Project Loom and Project Reactor - Better Together

Parth Mistry
9 min readDec 1, 2022

Project Loom is now available as a preview feature as part of Java 19. It introduces virtual threads to Java platform which is a lightweight implementation of threads that is provided by the JDK rather than the OS. About one year ago I came across this YouTube video where Brian Goetz mentions “I think Project Loom is going to kill Reactive Programming” - how ever if we broadly look at purpose of project loom (virtual threads) and reactive programming they appear to solve different set of problems. Project loom makes it possible to spawn millions of virtual threads performing I/O bound tasks within same JVM, but virtual threads are still threads and when it comes to developing complex asynchronous backpressure ready data pipeline then developers still have to code it by hand. Where reactive programming is more concerned with asynchronous data streams and the propagation of change. There are various libraries available such as Project Reactor, RxJava, Vert.x etc which support reactive programming by providing rich set of operators to define complex asynchronous data processing pipeline

In this post we will see why Project Loom (virtual threads) alone might not be sufficient for building efficient data processing pipelines and how project reactor can take advantage of virtual threads

Demo Scenario
For this post, I have prepared PostgreSQL database table persons with 10,000 dummy records. I have considered typical application flow where we want to query records from persons table, for each retrieved record enrich data based on external service and then print enriched person detail to the terminal. To solve this problem, I have created set of examples with different concurrency approaches to see how they could impact overall application throughput. There are few other things which I have considered across these examples in this post -

  • Example code must not retrieve all records in memory at once. It should process all records by incrementally retrieving it. This is to ensure that our example code should still work even if table has millions of records and JVM shouldn’t run out of memory
  • To keep code examples simple and focused around particular concurrency approach - instead of actual external service I am using mock service object which returns dummy enriched data
  • For making visible impact of different concurrency approaches, I am considering amplified latencies for both database related network traffic and for mock external service which enriches person data
  • All traffic to database is delayed by 250 millis.
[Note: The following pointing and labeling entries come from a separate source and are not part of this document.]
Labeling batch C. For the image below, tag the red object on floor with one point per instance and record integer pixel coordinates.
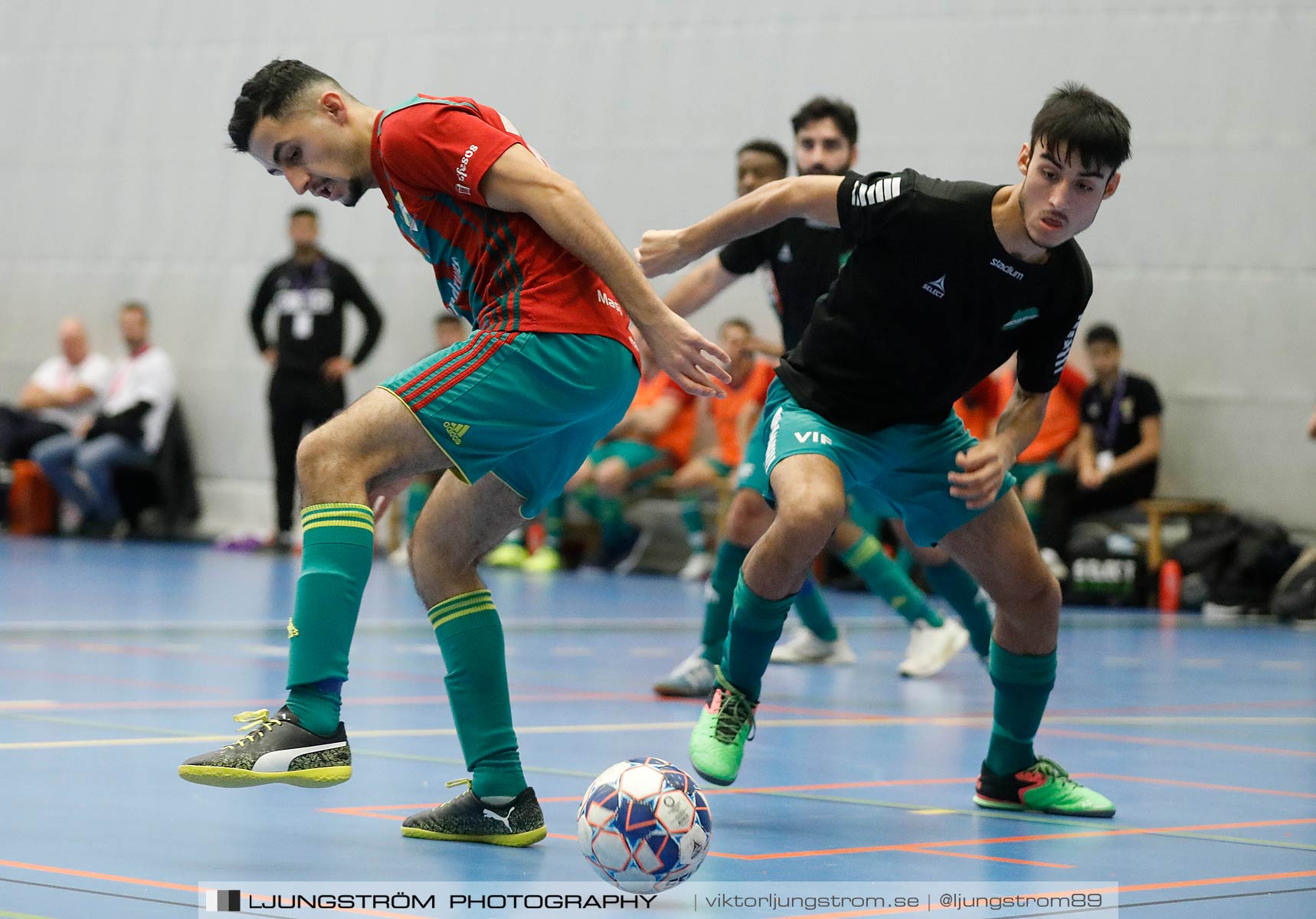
(32, 501)
(1171, 580)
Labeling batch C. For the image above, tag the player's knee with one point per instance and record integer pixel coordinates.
(812, 511)
(748, 519)
(319, 459)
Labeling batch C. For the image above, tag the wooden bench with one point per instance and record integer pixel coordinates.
(1157, 511)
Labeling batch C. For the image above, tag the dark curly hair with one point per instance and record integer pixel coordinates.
(271, 93)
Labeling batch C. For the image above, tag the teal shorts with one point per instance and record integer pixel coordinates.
(527, 407)
(645, 461)
(898, 472)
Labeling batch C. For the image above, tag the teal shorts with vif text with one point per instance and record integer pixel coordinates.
(896, 472)
(527, 407)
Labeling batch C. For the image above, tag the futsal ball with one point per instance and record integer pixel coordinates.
(643, 826)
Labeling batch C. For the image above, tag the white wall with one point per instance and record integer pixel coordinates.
(116, 181)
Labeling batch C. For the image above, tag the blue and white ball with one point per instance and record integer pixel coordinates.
(643, 826)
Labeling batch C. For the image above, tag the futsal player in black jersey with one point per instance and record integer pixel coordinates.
(803, 258)
(947, 280)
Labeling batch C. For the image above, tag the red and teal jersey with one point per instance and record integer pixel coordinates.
(498, 270)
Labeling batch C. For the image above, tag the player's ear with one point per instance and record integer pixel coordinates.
(1111, 185)
(333, 104)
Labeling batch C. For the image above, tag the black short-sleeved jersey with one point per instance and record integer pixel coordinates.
(804, 258)
(928, 304)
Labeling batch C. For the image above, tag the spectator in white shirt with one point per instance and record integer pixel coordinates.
(126, 431)
(64, 390)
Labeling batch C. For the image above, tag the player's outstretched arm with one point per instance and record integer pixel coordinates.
(813, 197)
(986, 464)
(520, 183)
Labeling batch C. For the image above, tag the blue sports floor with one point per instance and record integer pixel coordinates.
(117, 661)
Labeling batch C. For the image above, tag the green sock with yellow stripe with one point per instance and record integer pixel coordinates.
(337, 548)
(470, 636)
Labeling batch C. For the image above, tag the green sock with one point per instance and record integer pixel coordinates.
(553, 515)
(961, 591)
(718, 598)
(812, 611)
(612, 522)
(885, 578)
(692, 516)
(755, 627)
(470, 636)
(1023, 685)
(337, 548)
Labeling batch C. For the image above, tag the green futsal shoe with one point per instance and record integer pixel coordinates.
(1045, 787)
(725, 723)
(275, 751)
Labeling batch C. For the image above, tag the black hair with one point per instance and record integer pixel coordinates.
(821, 107)
(1102, 333)
(1077, 120)
(271, 93)
(770, 148)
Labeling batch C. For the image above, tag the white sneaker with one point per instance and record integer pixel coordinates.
(807, 648)
(698, 567)
(692, 679)
(1057, 567)
(932, 648)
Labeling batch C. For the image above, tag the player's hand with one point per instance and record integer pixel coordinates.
(984, 468)
(661, 252)
(687, 357)
(1092, 478)
(336, 368)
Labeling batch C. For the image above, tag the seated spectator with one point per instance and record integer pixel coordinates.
(653, 439)
(126, 431)
(1119, 445)
(64, 391)
(733, 417)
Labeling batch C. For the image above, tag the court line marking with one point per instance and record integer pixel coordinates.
(650, 726)
(1167, 741)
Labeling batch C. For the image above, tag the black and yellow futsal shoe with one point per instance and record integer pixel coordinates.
(275, 750)
(467, 819)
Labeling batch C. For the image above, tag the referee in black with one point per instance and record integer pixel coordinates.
(308, 293)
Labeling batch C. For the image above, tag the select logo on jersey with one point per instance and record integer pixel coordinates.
(811, 437)
(461, 168)
(1019, 319)
(876, 192)
(404, 212)
(1013, 272)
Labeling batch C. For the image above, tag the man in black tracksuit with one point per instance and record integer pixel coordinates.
(308, 294)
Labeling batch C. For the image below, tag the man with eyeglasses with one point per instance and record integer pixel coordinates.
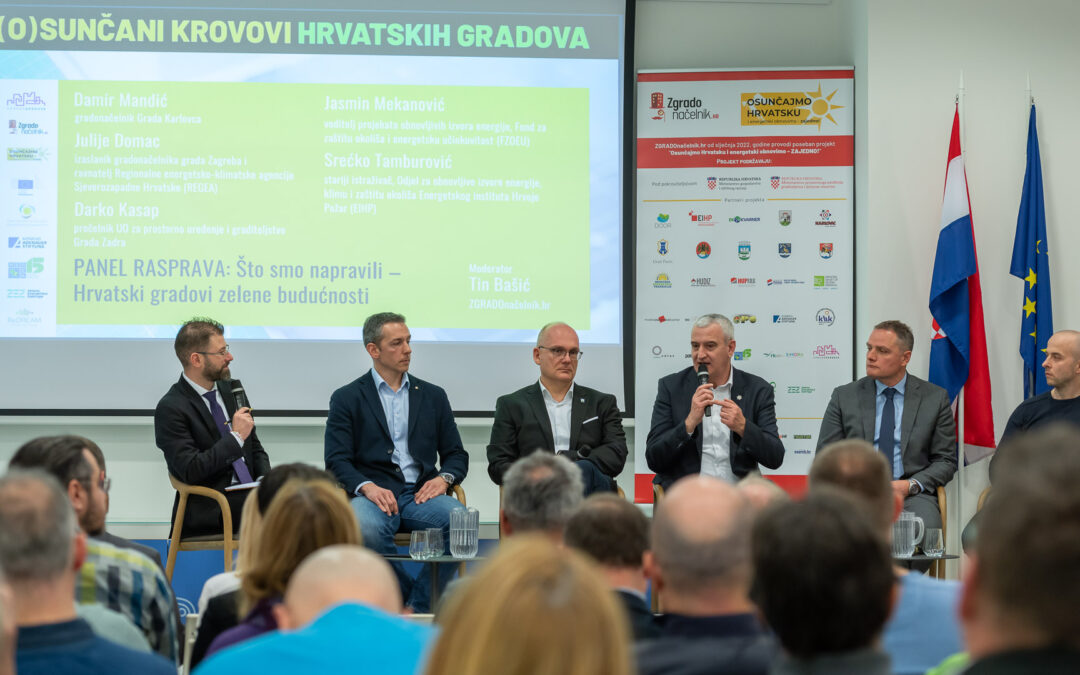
(206, 440)
(723, 427)
(559, 416)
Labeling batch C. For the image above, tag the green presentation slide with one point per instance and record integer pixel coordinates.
(314, 204)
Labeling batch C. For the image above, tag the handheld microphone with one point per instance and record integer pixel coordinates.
(238, 394)
(702, 379)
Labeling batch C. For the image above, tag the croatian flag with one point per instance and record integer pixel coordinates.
(958, 351)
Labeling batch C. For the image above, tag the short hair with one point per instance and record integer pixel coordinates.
(1028, 543)
(549, 326)
(37, 526)
(194, 335)
(373, 325)
(283, 473)
(904, 335)
(855, 467)
(720, 320)
(576, 625)
(59, 456)
(610, 530)
(304, 517)
(540, 493)
(814, 553)
(715, 557)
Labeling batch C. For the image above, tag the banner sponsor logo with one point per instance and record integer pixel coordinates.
(825, 218)
(826, 351)
(787, 108)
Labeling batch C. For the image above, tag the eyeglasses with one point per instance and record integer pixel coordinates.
(221, 352)
(558, 352)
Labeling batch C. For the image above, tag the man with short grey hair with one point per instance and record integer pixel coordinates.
(41, 549)
(700, 566)
(713, 418)
(539, 495)
(558, 415)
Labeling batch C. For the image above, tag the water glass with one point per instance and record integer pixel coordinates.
(434, 542)
(464, 532)
(418, 544)
(933, 543)
(906, 532)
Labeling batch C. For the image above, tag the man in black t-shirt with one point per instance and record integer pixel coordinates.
(1062, 403)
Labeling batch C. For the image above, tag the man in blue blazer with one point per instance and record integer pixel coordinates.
(395, 468)
(739, 434)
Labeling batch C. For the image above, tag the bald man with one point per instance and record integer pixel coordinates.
(700, 565)
(1062, 403)
(557, 415)
(339, 613)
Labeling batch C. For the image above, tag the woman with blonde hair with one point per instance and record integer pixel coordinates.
(302, 517)
(534, 609)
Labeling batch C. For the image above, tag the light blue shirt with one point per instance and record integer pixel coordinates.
(395, 407)
(898, 406)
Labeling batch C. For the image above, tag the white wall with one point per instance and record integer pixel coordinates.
(907, 57)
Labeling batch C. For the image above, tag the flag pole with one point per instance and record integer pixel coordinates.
(956, 516)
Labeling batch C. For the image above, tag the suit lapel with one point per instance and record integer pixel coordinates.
(415, 395)
(867, 407)
(912, 399)
(199, 405)
(370, 396)
(540, 412)
(577, 416)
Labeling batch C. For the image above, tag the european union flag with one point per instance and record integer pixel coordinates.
(1031, 262)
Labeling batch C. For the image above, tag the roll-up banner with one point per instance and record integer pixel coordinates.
(745, 207)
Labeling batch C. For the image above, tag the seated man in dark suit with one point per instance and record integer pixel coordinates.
(919, 430)
(616, 535)
(556, 414)
(724, 428)
(387, 459)
(206, 439)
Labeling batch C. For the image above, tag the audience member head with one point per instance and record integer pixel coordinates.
(1023, 589)
(854, 467)
(334, 576)
(760, 491)
(615, 534)
(823, 577)
(40, 543)
(283, 473)
(534, 608)
(539, 494)
(304, 517)
(68, 460)
(700, 557)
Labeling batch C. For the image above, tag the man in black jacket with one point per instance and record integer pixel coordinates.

To make this possible on local machine - I have developed Netty application delay-simulator which acts as proxy between database and example application code
  • Mock service returns result with predictable delay of 100 - 200 millis based on person id
  • There must not be more than 50 concurrent requests for enriching person data. This is to ensure that target service doesn’t get overloaded by lots of concurrent requests
  • I am considering standard PostgreSQL JDBC driver in all code examples so that database communication related code paths use consistent mechanism for retrieval of records. This helps to relatively compare code complexities involved when using virtual threads or when using abstractions defined by project reactor in respective code examples. In real project, it might be better to use R2DBC or Reactive Hibernate if they are suitable for the project requirement

All example approaches referred in this post and delay-simulator source code is available in loom-and-reactor. I have also prepared set of gists for a quick reference while reading through the post. Click on a link provided in approach title to open respective gist which illustrates code snippet for a particular approach (Note - I haven’t shown project specific classes as part of import statements in these gists)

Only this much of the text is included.